Taxation; Highway Patrol Voluntary Pledge Fund; G.S. 105-154; G.S. 105-258; General Statutes Chapter 126, Article 7.

Requested By:

Burley B. Mitchell, Jr., Secretary Department of Crime Control and Public Safety

Question:

Must the Highway Patrol Voluntary Pledge Fund report to the Department of Revenue information concerning distributions from the fund or is such information confidential under Article 7 of Chapter 126 of the General Statutes?

Conclusion:

The information is not confidential and must be reported to the Department of Revenue.

The Highway Patrol Voluntary Pledge Fund is an organization created for the purpose of making a monetary award to each of its members who leave the Highway Patrol by reason of death, retirement, or disability. This purpose is accomplished by collecting a small assessment from each of the remaining members whenever such an award is to be made. Only highway patrolmen are eligible for membership, but not all patrolmen are members, affiliation with the Fund being strictly voluntary and not a condition of employment. The Fund is an association of individual patrolmen and not an official organization of the North Carolina Highway Patrol.

Inasmuch as distributions from the Fund may be taxable to the patrolmen and beneficiaries who receive them, a question arises as to whether the Fund is subject to the reporting requirements of

G.S. 105-154:

"Every individual, partnership, corporation, joint-stock company or association, or insurance company . . . having the control, receipt, custody, disposal, or payment of interest (other than interest coupons payable to bearer), rent, salaries, wages, dividends, premiums, annuities, compensations, remunerations, emoluments or other fixed or determinable annual or periodical gains, profits, and incomes paid or payable during any year to any taxpayer, shall make complete return thereof to the Secretary of Revenue."

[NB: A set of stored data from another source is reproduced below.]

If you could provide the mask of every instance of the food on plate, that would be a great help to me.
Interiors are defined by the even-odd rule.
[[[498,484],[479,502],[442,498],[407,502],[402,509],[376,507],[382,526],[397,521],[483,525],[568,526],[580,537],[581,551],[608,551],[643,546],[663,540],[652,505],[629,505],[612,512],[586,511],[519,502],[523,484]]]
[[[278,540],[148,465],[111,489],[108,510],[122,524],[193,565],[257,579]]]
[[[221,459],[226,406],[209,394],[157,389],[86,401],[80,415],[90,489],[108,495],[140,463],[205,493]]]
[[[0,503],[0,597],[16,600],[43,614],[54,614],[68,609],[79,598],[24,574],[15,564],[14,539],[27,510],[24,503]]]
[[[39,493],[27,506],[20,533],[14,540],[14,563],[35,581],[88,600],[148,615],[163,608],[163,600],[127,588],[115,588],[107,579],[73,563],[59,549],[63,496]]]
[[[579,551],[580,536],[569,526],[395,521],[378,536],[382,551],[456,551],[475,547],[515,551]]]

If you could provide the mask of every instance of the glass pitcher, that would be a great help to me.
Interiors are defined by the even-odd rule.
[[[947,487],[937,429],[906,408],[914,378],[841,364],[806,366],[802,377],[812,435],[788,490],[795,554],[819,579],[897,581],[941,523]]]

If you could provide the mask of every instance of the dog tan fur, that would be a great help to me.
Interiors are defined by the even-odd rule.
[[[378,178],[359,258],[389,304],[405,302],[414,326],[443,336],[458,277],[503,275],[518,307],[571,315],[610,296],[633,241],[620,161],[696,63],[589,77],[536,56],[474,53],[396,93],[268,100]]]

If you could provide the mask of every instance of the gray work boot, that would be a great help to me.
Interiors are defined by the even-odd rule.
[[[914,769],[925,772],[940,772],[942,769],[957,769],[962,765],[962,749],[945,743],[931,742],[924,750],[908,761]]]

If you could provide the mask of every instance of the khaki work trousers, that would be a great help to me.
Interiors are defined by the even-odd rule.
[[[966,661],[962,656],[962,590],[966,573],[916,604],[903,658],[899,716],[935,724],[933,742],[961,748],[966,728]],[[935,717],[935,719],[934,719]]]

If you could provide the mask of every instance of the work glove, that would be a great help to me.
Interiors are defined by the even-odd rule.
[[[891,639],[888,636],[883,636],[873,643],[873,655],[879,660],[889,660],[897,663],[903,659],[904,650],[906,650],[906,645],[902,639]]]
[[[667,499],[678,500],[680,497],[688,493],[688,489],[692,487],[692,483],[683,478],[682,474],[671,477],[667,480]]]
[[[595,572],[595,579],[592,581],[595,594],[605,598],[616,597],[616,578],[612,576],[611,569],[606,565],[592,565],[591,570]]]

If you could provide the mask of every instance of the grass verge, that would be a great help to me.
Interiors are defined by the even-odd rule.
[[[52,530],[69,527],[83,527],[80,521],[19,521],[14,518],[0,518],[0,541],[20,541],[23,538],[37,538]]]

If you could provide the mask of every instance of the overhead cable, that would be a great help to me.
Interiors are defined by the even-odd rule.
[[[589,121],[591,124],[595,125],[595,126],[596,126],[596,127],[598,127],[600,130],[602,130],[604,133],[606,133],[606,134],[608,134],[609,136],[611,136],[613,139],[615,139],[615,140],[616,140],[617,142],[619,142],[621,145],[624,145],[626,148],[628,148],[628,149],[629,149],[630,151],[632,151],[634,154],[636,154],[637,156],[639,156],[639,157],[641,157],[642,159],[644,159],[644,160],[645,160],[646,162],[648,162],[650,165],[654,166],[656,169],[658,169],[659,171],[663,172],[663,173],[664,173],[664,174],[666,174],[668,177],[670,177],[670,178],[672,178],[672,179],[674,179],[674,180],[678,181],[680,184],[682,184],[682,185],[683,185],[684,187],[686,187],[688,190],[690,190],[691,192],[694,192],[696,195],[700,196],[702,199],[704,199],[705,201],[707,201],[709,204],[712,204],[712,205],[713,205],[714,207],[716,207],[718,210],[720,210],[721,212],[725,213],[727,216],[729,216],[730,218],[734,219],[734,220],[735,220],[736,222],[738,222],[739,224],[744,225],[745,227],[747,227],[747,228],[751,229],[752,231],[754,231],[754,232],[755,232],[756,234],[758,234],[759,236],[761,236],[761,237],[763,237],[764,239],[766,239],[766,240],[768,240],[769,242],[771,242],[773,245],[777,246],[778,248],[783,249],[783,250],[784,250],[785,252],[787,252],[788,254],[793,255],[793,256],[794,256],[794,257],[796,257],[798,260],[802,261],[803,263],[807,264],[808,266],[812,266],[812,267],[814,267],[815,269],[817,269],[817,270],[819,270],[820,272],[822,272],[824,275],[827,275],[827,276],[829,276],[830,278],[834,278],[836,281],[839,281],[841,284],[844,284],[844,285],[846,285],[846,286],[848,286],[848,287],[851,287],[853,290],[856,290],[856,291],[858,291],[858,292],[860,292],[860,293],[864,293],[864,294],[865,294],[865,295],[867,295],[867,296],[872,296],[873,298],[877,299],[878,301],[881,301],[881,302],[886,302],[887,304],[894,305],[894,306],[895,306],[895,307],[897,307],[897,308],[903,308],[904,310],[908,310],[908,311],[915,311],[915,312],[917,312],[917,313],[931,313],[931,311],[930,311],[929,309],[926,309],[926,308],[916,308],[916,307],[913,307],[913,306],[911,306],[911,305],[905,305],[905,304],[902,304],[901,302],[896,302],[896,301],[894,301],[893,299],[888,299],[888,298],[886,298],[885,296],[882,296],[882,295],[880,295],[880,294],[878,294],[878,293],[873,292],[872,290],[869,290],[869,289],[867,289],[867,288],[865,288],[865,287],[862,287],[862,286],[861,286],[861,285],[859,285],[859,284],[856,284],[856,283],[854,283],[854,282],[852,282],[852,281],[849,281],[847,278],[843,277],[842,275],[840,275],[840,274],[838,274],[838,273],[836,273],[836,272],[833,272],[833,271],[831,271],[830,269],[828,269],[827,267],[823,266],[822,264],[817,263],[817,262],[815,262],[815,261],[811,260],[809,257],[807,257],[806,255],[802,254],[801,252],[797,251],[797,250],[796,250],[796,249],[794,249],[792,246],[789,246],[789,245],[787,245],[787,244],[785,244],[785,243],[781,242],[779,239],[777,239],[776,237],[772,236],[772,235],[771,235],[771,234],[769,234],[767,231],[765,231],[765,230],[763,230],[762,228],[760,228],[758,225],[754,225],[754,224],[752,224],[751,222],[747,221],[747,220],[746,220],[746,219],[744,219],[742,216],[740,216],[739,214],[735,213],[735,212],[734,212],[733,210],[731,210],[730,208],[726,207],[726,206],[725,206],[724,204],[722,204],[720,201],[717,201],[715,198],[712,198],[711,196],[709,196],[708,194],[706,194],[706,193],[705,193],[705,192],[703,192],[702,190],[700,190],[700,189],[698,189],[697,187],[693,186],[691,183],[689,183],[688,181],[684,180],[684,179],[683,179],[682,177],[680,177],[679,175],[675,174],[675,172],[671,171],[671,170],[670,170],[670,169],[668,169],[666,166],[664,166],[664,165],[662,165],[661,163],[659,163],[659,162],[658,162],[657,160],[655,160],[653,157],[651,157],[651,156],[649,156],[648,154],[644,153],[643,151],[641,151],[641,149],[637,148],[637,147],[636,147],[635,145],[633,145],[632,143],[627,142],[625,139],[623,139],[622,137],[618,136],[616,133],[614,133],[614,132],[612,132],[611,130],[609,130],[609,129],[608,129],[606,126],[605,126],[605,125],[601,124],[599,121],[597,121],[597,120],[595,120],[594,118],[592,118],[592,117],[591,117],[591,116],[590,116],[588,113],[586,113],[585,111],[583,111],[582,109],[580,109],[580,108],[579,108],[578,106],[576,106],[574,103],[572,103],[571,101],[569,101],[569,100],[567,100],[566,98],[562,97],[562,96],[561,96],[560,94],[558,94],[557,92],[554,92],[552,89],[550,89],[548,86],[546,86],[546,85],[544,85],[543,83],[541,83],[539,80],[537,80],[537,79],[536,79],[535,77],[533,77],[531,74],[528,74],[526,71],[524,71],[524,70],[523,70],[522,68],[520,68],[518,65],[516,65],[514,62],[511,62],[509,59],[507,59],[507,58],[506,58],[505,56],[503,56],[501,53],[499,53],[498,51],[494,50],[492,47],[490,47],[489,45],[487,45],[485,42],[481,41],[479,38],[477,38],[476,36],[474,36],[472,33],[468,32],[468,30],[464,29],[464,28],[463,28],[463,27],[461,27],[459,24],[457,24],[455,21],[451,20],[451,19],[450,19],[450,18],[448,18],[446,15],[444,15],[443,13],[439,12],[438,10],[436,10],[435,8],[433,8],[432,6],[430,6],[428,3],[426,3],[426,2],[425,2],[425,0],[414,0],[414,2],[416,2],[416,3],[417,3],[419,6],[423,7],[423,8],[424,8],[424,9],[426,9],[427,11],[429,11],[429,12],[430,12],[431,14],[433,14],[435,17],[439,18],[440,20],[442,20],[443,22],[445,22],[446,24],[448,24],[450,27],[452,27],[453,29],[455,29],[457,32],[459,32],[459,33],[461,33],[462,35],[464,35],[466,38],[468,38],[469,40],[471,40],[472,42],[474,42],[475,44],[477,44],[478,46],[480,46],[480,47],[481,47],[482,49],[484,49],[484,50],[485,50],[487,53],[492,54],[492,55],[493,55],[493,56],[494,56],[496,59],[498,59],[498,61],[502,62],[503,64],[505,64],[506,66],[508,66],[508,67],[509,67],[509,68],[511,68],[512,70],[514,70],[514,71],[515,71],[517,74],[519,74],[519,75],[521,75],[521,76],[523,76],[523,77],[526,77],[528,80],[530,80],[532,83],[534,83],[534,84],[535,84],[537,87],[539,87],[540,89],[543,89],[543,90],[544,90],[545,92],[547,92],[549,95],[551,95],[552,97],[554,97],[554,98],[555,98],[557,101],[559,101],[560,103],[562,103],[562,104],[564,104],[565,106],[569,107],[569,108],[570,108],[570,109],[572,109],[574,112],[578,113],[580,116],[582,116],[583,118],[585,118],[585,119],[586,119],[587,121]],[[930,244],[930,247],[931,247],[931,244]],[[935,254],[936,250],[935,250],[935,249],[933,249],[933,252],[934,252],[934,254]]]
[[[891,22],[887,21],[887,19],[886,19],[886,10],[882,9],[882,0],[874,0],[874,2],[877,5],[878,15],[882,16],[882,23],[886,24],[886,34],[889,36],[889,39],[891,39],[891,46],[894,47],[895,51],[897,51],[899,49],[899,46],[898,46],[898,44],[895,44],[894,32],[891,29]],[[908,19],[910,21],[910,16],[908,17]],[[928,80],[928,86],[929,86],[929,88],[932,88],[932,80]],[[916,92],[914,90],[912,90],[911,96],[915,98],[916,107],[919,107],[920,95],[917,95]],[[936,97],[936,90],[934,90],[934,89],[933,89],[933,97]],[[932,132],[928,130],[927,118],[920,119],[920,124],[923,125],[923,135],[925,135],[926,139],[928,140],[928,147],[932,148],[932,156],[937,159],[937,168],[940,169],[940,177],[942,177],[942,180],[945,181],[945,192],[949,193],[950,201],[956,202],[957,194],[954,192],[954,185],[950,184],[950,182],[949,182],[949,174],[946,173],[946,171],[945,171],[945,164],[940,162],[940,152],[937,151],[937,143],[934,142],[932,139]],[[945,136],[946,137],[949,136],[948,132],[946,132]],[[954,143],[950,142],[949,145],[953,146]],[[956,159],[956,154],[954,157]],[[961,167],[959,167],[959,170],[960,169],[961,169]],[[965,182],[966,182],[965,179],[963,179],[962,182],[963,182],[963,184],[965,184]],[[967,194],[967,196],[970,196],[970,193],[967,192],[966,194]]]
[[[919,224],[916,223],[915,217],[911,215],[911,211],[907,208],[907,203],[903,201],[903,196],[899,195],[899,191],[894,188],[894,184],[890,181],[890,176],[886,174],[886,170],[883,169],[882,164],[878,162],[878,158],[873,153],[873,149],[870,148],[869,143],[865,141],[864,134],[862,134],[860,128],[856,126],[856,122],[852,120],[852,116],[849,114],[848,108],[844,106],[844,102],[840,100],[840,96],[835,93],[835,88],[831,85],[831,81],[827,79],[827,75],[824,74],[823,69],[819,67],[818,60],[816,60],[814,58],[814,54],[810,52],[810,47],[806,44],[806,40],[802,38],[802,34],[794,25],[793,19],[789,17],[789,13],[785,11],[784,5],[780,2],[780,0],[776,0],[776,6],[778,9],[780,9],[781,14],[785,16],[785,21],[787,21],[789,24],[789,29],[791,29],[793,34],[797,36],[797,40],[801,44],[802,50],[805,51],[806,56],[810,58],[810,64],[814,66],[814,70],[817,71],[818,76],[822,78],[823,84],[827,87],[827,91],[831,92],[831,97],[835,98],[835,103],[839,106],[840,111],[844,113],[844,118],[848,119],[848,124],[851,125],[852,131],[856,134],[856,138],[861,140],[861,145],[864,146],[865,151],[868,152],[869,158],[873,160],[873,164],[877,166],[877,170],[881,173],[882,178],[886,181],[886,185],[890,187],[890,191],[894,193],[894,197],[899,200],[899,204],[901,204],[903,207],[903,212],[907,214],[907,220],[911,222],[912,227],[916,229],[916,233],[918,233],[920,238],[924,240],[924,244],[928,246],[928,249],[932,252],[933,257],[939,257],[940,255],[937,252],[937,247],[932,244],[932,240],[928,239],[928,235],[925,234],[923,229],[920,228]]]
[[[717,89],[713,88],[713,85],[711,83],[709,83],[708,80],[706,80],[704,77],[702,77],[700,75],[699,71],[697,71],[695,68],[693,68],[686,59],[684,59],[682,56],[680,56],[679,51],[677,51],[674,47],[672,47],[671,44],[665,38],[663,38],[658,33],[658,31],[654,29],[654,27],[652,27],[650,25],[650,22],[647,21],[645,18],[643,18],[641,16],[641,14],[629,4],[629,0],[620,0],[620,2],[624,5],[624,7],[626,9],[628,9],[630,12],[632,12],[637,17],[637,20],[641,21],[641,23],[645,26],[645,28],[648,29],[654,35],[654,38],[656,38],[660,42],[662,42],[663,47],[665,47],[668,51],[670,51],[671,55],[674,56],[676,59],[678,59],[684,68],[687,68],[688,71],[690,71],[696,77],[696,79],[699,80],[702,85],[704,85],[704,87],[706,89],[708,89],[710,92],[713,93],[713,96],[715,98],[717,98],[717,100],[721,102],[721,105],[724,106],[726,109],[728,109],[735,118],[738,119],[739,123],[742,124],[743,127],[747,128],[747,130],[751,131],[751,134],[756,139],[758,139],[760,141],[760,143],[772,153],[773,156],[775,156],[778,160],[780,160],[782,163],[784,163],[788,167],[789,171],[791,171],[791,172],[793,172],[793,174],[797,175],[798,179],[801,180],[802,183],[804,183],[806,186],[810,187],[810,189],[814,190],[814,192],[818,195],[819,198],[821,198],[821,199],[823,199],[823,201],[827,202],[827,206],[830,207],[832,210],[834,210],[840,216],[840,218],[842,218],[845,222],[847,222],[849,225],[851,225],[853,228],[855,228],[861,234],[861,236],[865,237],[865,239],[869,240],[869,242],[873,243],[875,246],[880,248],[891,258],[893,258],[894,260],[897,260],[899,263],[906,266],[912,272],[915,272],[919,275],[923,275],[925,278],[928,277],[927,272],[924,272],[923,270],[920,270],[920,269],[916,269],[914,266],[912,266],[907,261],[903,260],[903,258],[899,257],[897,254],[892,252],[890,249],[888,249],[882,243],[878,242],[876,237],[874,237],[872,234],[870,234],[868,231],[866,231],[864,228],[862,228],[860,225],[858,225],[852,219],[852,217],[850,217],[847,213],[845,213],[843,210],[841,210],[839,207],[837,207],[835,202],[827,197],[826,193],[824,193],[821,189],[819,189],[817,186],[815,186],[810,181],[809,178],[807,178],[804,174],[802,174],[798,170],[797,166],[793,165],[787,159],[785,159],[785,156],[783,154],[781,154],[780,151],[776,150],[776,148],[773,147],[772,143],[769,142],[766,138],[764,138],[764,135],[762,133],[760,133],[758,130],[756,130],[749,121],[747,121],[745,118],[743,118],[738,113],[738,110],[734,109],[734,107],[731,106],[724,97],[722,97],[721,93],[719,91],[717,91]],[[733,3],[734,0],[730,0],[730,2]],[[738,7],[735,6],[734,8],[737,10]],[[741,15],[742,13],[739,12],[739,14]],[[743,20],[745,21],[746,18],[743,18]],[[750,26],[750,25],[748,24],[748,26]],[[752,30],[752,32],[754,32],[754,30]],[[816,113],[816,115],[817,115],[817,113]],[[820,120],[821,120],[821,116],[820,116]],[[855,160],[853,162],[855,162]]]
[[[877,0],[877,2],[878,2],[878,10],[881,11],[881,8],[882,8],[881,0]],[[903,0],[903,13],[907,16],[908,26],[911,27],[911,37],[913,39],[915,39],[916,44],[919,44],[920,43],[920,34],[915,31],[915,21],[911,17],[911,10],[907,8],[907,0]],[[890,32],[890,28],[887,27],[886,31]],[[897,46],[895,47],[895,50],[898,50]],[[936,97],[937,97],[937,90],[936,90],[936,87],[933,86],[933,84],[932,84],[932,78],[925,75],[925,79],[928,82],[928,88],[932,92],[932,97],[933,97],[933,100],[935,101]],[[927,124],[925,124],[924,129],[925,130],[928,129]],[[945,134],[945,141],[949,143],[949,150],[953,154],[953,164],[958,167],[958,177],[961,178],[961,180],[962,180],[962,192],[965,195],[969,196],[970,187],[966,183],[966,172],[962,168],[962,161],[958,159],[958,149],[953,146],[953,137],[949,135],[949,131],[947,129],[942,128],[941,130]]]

Clearly, the Fund is an association and its distributions are of the type described in G.S. 105-154. It has been suggested, however, that the Fund is precluded from making the required report to the Secretary of Revenue by G.S. 126-24(5), which provides that personnel file information may not be examined by state government officials or purposes of a tax investigation. G.S. 126-22 defines personnel file information to include "any information gathered by a department, division, bureau, commission, or other agency subject to Article 7 of this Chapter which employs an individual (or) previously employed an individual." Since the Voluntary Pledge Fund is neither an employer nor a department, division, commission, or other agency, it would appear that its records relating to distributions would not constitute confidential personnel file information within the meaning of G.S. 126-22 and, further, that the Fund is required by G.S. 105-154 to report such information to the Secretary of Revenue. Additionally, such records are subject to inspection under G.S. 105-258, which authorizes "(the) Secretary of Revenue, for the purpose of ascertaining the correctness of any return, making a return where none has been made, or determining the liability of any person for any tax imposed by this Subchapter or collecting any such tax . . . to examine, personally, or by any agent designated by him, any books, paper, records, or other data which may be relevant or material to such inquiry.